= Ars lunga =

Armenian music duo

Ars lunga is a piano and cello duo established in 2009 in Yerevan, Armenia by two leading Armenian artists: cellist Aram Talalyan and pianist Julietta Vardanyan. Since its establishment, the group has performed numerous recitals across Armenia, CIS countries, Far and Near East, Europe, and Iran. They have participated in several well-known festivals such as "The Return festival," "National Cello Festival" in Yerevan, "Fajr Festival" in Tehran, "Moscow Autumn" modern music festival, Contemporary Music Festival in Ukraine, Martisor Festival in Moldova, Deia music festival in Spain, and many others.

The group has performed at prestigious locations such as Oji Hall in Tokyo, Moscow Composers Hall, Utrecht Conservatory, Vahdad Hall in Tehran, Organ Hall in Cisnau, Moldova, and others. In 2011, Ars lunga became an NGO registered in Yerevan, Armenia.

Several well-known composers have written pieces dedicated to the duo, including Hooshyar Khayam and Rebecca Ashooghian from Iran, Suren Zakaryan and Mikhail Kokzhaev from Armenia, Artyom Kokzhaev from Russia, and Haig Boyadjian and Jakov Jakoulov from the United States.

During the 2012–2013 season, the duo recorded live on Armenian television three sets of complete music for cello and piano by Robert Schumann, Aram Khachaturian, and Tigran Mansurian. The repertoire of the group ranges from original Baroque compositions of the 17th-18th centuries (with harpsichord or organ instead of piano) to complete sets of standard Classical and Romantic works such as Beethoven's complete sonatas and variations, Schumann's complete pieces, Mendelssohn's complete works, Brahms's complete sonatas, and more.

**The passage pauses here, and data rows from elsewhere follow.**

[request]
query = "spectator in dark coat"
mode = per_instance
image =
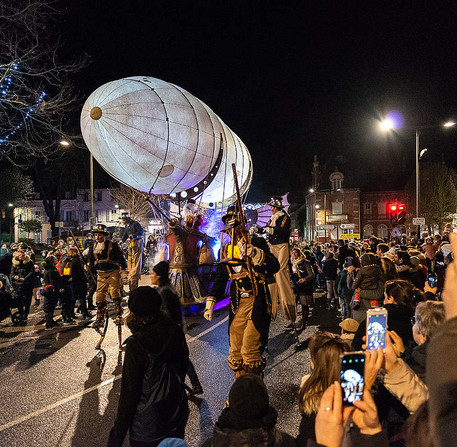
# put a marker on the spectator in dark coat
(52, 283)
(330, 270)
(153, 402)
(172, 307)
(79, 281)
(428, 316)
(344, 251)
(400, 298)
(249, 420)
(21, 277)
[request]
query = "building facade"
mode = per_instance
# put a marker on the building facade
(75, 213)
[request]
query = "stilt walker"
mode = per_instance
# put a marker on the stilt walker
(108, 260)
(133, 234)
(278, 230)
(247, 263)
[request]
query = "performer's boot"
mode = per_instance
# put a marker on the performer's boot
(236, 366)
(118, 310)
(256, 367)
(101, 307)
(133, 284)
(304, 319)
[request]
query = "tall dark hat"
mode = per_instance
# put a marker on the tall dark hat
(100, 228)
(276, 202)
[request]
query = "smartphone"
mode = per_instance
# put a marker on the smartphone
(376, 328)
(352, 376)
(432, 280)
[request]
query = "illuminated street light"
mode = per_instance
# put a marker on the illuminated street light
(390, 124)
(387, 124)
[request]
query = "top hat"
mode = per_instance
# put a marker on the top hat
(232, 217)
(276, 202)
(101, 229)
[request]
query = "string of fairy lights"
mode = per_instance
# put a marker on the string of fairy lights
(5, 87)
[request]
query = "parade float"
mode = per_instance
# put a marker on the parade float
(161, 140)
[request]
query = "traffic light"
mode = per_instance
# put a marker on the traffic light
(396, 213)
(401, 216)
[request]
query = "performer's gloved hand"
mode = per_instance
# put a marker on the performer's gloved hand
(256, 254)
(210, 302)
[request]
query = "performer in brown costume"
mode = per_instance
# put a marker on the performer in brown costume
(250, 302)
(108, 259)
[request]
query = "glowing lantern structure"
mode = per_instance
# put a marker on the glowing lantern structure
(158, 138)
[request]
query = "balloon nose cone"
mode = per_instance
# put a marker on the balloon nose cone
(96, 113)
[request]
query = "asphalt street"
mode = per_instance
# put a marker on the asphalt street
(57, 390)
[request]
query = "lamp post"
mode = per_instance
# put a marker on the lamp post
(389, 124)
(10, 205)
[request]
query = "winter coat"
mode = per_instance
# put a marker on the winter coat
(170, 302)
(398, 320)
(78, 275)
(302, 269)
(153, 401)
(228, 432)
(25, 270)
(344, 252)
(406, 386)
(403, 271)
(418, 276)
(330, 269)
(442, 382)
(417, 359)
(5, 263)
(368, 278)
(343, 290)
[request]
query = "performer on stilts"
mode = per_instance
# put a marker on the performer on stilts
(278, 230)
(108, 260)
(133, 234)
(247, 264)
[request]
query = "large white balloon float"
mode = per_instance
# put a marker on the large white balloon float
(158, 138)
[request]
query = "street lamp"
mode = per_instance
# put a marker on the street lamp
(11, 205)
(389, 124)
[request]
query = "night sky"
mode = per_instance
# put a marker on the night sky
(292, 79)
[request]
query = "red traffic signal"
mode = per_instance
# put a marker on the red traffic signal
(392, 208)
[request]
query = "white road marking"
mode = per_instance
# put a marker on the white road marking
(89, 390)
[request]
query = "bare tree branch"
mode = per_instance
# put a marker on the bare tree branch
(36, 92)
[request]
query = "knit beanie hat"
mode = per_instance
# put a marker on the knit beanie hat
(248, 397)
(161, 269)
(144, 301)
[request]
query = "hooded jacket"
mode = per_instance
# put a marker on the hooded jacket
(370, 274)
(229, 431)
(153, 402)
(23, 269)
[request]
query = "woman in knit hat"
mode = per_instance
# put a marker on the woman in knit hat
(249, 420)
(153, 402)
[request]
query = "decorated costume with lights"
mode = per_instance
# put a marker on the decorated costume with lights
(250, 303)
(133, 232)
(278, 230)
(108, 259)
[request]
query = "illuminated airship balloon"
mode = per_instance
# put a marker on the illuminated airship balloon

In 2013, Ars lunga NGO completed and produced a large-scale recording project called the "Anthology of Armenian music for cello and piano." It contains practically the entire music from 1900 till now written for piano and cello by composers of Armenian origin living in and outside the motherland. The album contains 12 CDs and 60 compositions. This album has been spread worldwide and can be found in listening libraries of major universities and conservatories in the US, Russia, Germany, Canada, Near and Far East countries, Library of Congress in the US, as well as several European Public Radio stations and CIS countries Composer Unions. In January 2015, the duo recorded the complete works of Father Komitas (Soghomon Soghomonyan) arranged for cello and piano. The recording was dedicated to the victims of the 1915 Armenian Genocide, and the general sponsor was the Grand Lodge of Armenia. Presently, the duo is working on an "Anthology of Armenian trio" recording project with several Armenian violinists who live across the world.

The main perspective and goals of the duo are to perform and record contemporary music of Armenian composers along with music of the world.

==Awards==
In 2012 Duo “Ars lunga” received a Gold Medal from the Union of Moscow composers for "outstanding performance."